Jad Ganem: The Heartbreak of the Feast

Arabic original here.

The Heartbreak of the Feast

Anyone following news about celebrations of the Sunday of Orthodoxy, particularly in the diaspora, will notice the scale of the harm done by the Ecumenical Patriarchate's decision to unilaterally grant autocephaly to the church in Ukraine, its recognition of schismatics and entering into communion with them.

It is obvious to the public that the Orthodox Church has entered into a state of fragmentation that will be difficult to get past in the near future given the entrenchment in declared positions, the open refuse to resort to conciliarity to find a solution by which the Church might escape her crisis,  which may threaten unity and cement schism.

It is evident from the pictures of the celebrations that have been published that those who have been most harmed by what has happened are the faithful in the countries of the diaspora kept to the parishes of their respective patriarchates and no longer celebrate this feast together, as had been the custom for at least two decades.

Perhaps these images posted on church news websites also presage a disruption of the institution of the episcopal assemblies that were established in 2009 and which, until recently, succeeded in actualizing a unified Orthodox witness in the diaspora under the leadership of Constantinople's representatives, who preside over these assemblies on the basis of the primacy that their church enjoys within the family of Orthodox churches.

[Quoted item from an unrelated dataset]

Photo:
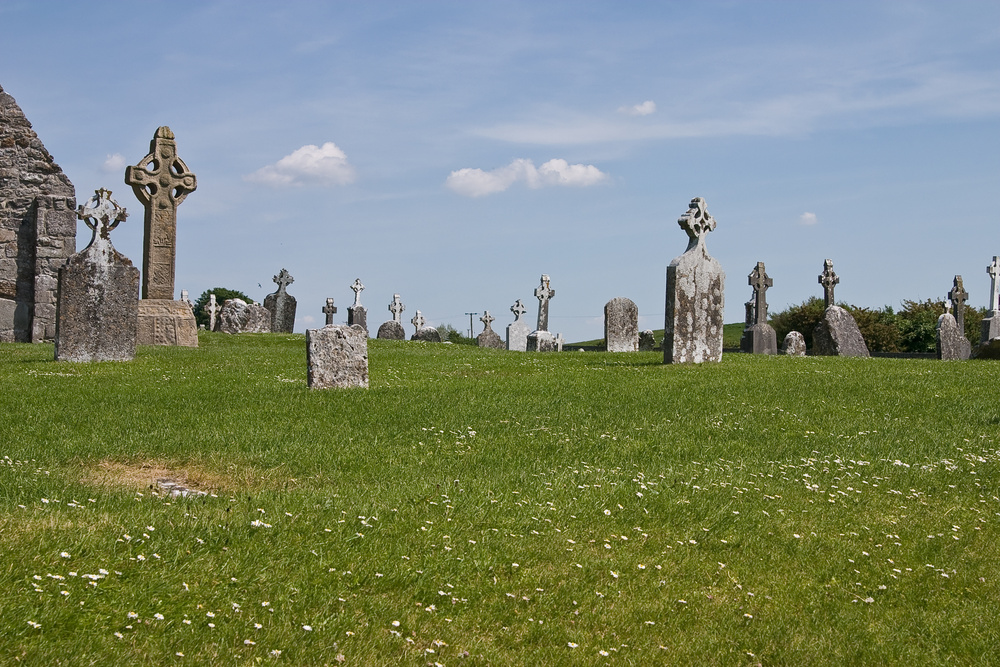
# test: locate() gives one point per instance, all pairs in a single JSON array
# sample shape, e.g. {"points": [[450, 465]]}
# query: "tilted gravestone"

Perhaps the most telling image was from Paris, where every year the Greek cathedral witnessed a celebration including all the bishops of France belonging to the majority of local Orthodox churches. This year, Metropolitan Emmanuel celebrated the feast surrounded only by his own auxiliary bishops. He is the one who presided at the so-called "unifying council" and who participated in the enthronement of the head of the newly-established church, whose legitimacy and the legitimacy of whose leaders has until now not been recognized by anyone other than the Church of Constantinople.
In his homily, Metropolitan Emmanuel expressed his regret at the absence of his brothers, the Orthodox bishops of France. Naturally, he did not forget to criticize the Church of Moscow for what he considered to be the way in which it "responded to the granting of the Tomos of Autocephaly to the new church in Ukraine." He likewise aimed his criticisms at the local Orthodox churches which, according to what he said in his homily, "have forgotten the generosity of the Church of Constantinople toward them," after which he stressed the need to unify Orthodoxy in France for the sake of common witness.

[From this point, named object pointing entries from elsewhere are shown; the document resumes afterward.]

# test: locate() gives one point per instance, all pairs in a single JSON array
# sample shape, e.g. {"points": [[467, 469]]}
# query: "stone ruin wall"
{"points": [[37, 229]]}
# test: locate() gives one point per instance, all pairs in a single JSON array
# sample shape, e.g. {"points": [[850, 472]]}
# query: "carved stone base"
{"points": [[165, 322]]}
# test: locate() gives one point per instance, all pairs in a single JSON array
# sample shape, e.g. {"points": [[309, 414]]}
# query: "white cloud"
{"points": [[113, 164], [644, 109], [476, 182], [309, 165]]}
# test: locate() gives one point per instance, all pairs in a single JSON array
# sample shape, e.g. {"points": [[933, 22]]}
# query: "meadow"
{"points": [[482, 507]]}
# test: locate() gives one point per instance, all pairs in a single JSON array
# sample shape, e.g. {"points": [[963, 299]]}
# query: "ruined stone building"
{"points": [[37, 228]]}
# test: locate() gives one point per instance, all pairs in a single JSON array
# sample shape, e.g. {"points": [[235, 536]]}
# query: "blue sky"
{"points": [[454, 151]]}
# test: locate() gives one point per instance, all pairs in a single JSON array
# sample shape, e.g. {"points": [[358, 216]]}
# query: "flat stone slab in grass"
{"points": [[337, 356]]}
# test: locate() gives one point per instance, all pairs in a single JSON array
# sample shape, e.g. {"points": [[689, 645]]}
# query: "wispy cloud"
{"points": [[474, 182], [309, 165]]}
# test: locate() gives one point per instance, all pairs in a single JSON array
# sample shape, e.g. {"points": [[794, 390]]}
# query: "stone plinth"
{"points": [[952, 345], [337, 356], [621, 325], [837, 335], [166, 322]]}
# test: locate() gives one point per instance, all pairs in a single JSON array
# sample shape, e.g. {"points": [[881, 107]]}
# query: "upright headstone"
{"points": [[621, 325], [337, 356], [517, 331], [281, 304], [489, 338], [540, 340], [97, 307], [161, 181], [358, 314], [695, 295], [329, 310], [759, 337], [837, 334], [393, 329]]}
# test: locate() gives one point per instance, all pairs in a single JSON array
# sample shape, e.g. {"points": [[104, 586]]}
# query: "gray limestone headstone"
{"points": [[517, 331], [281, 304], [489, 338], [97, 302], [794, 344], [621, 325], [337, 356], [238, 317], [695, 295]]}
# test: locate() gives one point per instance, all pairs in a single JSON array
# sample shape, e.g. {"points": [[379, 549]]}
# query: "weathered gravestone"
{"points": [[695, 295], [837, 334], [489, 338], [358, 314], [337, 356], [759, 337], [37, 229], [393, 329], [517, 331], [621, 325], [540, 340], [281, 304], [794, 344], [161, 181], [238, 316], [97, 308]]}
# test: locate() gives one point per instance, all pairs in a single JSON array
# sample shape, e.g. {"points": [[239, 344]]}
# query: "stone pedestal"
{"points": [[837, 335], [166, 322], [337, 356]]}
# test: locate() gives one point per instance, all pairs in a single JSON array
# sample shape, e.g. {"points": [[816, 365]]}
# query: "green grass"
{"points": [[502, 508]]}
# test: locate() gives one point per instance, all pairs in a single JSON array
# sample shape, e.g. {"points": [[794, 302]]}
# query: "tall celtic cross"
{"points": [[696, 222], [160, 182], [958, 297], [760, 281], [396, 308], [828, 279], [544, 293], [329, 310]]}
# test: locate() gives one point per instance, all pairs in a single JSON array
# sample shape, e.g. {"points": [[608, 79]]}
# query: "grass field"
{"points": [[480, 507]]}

The photos and statements eloquently express the profundity of the fragmentation that the Orthodox Church is experiencing in the absence of the conciliarity that had been the foundation of the Triumph of Orthodoxy over the iconoclasts. Constantinople appeared to be along on account of its acting individually. Therefore, confronted with this crises that is unprecedented in its profundity, the true faith requires both refraining from turning churches into pulpits for criticizing others and deepening wounds and taking the initiative to find solutions to dress wounds that have been open for years and which are deepening day after day, so that perhaps we might all triumph over division and next year celebrate the joy of the Triumph of Orthodoxy.

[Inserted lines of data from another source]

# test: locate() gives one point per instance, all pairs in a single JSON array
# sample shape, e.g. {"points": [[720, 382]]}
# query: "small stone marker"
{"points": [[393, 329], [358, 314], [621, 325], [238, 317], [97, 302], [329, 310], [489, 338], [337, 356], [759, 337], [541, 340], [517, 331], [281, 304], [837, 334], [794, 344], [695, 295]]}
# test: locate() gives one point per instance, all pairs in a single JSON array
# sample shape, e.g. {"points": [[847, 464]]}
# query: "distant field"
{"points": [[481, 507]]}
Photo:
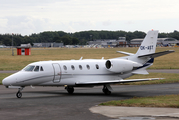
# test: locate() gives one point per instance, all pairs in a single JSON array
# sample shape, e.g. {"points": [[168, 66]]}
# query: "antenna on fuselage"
{"points": [[81, 58]]}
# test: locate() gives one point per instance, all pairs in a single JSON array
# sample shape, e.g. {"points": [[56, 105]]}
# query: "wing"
{"points": [[114, 81], [125, 53], [154, 55]]}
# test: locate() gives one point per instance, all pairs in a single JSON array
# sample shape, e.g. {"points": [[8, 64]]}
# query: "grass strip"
{"points": [[169, 78], [17, 62], [3, 75], [171, 101]]}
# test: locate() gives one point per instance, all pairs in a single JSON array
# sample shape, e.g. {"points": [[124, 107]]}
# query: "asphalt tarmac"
{"points": [[44, 103]]}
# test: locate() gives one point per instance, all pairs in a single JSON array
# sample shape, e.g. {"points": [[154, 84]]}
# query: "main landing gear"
{"points": [[19, 93], [107, 89], [69, 89]]}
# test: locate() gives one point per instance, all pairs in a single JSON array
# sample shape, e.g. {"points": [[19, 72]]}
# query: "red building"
{"points": [[23, 50]]}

Who will raise us out of heartbreak? Who will bring us into joy?

1 comment:

VanOldenPhatt said...

Metr. Emmanuel’s petulance mirrors that of his Primate, and it is in turn parroted by Metropolitans like Gerasimos of San Francisco who convened his Metropolis’ recent Clergy-Laity Conference with a decrial of ‘those who use Sacraments as weapons against the Mother Church for exercising her pastoral care in resolving the schism in Ukraine’ and went on to enjoin the gathered clergy and laymen to carry the defense of the Mother Church and her prerogatives to their respective parishes. In some cases GOA clergy have actually convened parish colloquia in order to thoroughly propagate the Phanar line that Gerasimos enunciates.

As a simple pastor I fail to see how carrying water for the Phanar to my Parish accomplishes any Christian purpose. It’s painfully obvious to any undeluded observer that passionate defense of Phanar privilges accomplishes the exact opposite of working toward fulfilling the Great Commission (the reclaiming of which was the theme of the CLC). The worsening incoherence of the Phanar line from a merely Christian perspective points out to this undistinguished pastor that the burden of unconfessed sins upon ministry is deadly.